Obama, 46, campaigned today in Cincinnati and talked about the economy, trade and health care.

While he didn't directly respond to Clinton, his aides released a statement from an adviser, retired Major General J. Scott Gration, calling it ``ironic'' that Clinton compared Obama to Bush ``when she voted to authorize the war in Iraq, supports the Bush policy of not talking to leaders we don't like, and gave George Bush the benefit of the doubt on Iran and Pakistan.''

In Washington, Clinton said the wars in Iraq and Afghanistan, changes in Cuba, Kosovo's declaration of independence and other recent events demonstrate ``how essential it is we have sound strategy and sound leadership.''

``The American people don't have to guess whether I understand the issues,'' she said. The U.S. faces many dangers as well as ``unprecedented opportunities,'' Clinton, 60, said, ``if we have the right leadership.''

Meeting With Adversaries

Clinton criticized Obama's positions while mentioning him only near the end of her remarks. She referred to his past statements that he would meet with U.S. adversaries such as the leaders of Iran and Venezuela without conditions and would consider unilateral military action against terrorist hideouts in Pakistan.

``He wavers from seeming to believe that mediation and meetings without preconditions can solve some of the world's most intractable problems, to advocating rash, unilateral military action without cooperation from our allies in the most sensitive region of the world,'' Clinton said.

Clinton also tied trade to national security, saying a ``level playing field'' for U.S. workers and companies ``has direct and serious implications for our capacity to operate effectively on behalf of our strategic interests in the world.''

Clinton Mailer

Her campaign released a mailer being sent to voters in Ohio citing news articles from Obama's Senate campaign in which he said the U.S. should continue working with the World Trade Organization and pursue free-trade accords such as Nafta.

``In 2004 Senator Obama was quoted or was reported to have said very positive things about Nafta,'' Clinton campaign spokesman Howard Wolfson said on a conference call.

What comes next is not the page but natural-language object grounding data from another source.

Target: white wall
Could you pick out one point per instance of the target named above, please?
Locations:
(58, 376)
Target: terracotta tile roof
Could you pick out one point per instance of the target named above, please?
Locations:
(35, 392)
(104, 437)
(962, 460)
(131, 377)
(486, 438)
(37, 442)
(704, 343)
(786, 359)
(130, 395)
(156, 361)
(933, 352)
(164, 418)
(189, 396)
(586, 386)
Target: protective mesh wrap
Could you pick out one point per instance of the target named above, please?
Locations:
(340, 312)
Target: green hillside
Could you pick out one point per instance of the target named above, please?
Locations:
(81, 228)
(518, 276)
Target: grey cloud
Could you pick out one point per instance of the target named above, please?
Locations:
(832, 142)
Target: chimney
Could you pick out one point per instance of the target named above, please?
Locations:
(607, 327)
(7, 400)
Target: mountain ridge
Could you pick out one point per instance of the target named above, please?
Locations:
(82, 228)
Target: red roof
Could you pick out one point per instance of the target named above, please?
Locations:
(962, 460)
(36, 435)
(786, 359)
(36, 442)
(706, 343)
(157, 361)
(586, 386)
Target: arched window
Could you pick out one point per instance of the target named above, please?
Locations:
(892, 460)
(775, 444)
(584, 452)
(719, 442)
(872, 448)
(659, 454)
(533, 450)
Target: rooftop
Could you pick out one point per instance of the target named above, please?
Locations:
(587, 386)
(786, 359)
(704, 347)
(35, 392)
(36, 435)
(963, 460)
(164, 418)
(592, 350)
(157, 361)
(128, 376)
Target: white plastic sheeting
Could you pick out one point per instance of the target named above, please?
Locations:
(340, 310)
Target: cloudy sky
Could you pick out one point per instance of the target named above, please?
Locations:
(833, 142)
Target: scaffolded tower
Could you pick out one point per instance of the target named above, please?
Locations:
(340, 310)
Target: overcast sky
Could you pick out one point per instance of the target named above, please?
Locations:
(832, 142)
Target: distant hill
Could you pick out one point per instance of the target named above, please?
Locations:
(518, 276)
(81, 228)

Obama's campaign said the passages cited by Clinton's mailer don't accurately portray his position.

``This idea that Barack Obama's position on Nafta isn't clear is nonsense,'' Bruce Raynor, general president of labor union federation Unite Here, said on a conference call.

Obama told about 11,000 people at a rally today in Cincinnati that the U.S. must have a ``trade system that is free and fair.''

Obama's aides say Clinton has shifted from supporting the treaty to criticizing it since becoming a presidential candidate. Clinton and Obama both have promised to revise Nafta to include tougher labor and environmental standards.

Wolfson said Clinton is on record as far back as 2000 as being critical of Nafta, which was approved in 1994 while Clinton's husband, Bill Clinton, was president. Some union leaders blame the accord for job losses.

Clinton Memoir

In her memoir, ``Living History,'' Clinton wrote that Nafta was one of her husband's ``successes'' and that creating a free- trade zone for the hemisphere would ``ensure that our economy was reaping the benefits, not the burdens, of globalization.''

Clinton needs victories in Ohio and Texas, with a total of 334 pledged delegates available, to blunt some of Obama's momentum in the presidential nomination race.

He has the edge among pledged delegates nationwide, with 1,124.5 to Clinton's 1,006.5, according to unofficial estimates by The Green Papers, a nonpartisan Web site.

The totals don't include the 795 so-called superdelegates, Democratic Party officials and officeholders who aren't bound by election results and have tilted toward Clinton. A candidate needs 2,025 votes at the party convention to become the nominee.